(Note: This comment mostly concerns the material in the first three sections of the post. I have not yet read, but only skimmed, the section titled “Probabilities and expected utility”. It seems to cover material I am familiar with, but I will read it in detail when I have more time.)
Eliezer, you speak here of reasons why an agent ought to behave as if its preferences satisfy the transitivity axiom, specifically; you discuss circular preferences, and their unfortunate effects, as the consequences of transitivity violations. You also discuss the independence axiom in the latter half of the post. You have discussed reasons to accept these two axioms before, in the Sequences.

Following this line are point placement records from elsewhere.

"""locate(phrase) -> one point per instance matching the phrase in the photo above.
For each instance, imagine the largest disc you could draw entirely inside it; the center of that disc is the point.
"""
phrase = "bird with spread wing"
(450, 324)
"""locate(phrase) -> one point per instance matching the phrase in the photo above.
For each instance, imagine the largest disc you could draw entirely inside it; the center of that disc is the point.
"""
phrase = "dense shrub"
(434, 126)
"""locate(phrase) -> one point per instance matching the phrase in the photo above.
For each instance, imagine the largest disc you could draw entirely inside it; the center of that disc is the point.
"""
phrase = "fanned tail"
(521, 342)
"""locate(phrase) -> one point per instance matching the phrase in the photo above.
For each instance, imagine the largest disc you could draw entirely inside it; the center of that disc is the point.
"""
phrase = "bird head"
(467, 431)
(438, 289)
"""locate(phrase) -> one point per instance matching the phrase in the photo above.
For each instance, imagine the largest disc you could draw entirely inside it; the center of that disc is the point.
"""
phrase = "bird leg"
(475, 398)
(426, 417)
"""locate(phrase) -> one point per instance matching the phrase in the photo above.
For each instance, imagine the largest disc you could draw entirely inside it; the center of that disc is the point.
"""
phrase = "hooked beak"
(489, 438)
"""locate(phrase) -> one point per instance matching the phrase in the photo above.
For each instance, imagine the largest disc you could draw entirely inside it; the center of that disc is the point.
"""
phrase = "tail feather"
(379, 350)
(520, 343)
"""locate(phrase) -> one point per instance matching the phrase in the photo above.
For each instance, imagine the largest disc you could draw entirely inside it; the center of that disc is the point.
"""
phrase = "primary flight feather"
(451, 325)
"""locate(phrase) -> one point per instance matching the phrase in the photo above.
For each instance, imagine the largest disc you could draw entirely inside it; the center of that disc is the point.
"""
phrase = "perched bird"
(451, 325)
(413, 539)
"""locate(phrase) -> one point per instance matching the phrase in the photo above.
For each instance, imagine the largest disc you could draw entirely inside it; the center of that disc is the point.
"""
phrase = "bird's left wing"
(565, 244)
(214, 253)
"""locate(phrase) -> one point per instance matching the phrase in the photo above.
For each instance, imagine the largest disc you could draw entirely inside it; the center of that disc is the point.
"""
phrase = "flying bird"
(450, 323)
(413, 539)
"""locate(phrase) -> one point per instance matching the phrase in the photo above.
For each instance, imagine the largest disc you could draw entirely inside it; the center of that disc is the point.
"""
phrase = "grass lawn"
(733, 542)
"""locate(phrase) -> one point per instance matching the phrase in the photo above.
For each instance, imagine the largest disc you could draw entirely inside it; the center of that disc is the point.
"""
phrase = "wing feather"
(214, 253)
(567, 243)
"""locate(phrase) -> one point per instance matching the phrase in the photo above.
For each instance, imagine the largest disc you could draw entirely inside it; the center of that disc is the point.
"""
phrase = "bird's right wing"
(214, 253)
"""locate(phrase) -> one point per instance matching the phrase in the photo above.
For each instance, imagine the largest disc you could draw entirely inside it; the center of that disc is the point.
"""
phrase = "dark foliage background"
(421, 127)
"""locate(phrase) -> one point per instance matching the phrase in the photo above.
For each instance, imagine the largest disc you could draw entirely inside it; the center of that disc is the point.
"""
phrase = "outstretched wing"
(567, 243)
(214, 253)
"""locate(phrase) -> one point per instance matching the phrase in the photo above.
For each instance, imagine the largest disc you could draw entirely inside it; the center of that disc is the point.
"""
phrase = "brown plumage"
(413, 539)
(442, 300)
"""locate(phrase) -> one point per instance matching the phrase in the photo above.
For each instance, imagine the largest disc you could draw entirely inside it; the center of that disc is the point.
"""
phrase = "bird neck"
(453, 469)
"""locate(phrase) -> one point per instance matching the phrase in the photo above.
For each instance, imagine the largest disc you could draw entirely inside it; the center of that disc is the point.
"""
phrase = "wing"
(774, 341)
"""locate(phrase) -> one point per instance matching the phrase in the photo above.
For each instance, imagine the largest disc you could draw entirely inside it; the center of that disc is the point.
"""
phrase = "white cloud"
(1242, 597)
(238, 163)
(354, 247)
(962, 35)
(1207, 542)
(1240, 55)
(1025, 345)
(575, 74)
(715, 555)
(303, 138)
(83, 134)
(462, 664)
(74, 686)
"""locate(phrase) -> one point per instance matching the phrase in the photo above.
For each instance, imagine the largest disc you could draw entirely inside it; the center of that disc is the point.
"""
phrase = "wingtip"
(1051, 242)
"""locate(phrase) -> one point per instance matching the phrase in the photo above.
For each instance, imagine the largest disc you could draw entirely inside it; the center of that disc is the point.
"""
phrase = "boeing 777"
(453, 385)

However, the Von Neumann–Morgenstern utility theorem (the most commonly used, as far as I am aware, formalization of decision-theoretic utility) has four axioms; and an agent’s preferences must satisfy all four in order for a utility function to be constructable from them.
It so happens that the two axioms you do not discuss are precisely the two axioms that I (and many economists; see below) find most suspect. The case for transitivity is obvious; the case for independence is not obvious but nonetheless reasonably solid. What I should like to see you discuss is the case for continuity and, especially, for completeness.
Why “especially” completeness? Well, Robert Aumann had this to say on the matter:
Of all the axioms of utility theory, the completeness axiom is perhaps the most questionable.[8] Like others of the axioms, it is inaccurate as a description of real life; but unlike them, we find it hard to accept even from the normative viewpoint.
Before stating more carefully our goal and the contribution thereof, let us note that there are several economic reasons why one would like to study incomplete preference relations. First of all, as advanced by several authors in the literature, it is not evident if completeness is a fundamental rationality tenet the way the transitivity property is. Aumann (1962), Bewley (1986) and Mandler (1999), among others, defend this position very strongly from both the normative and positive viewpoints.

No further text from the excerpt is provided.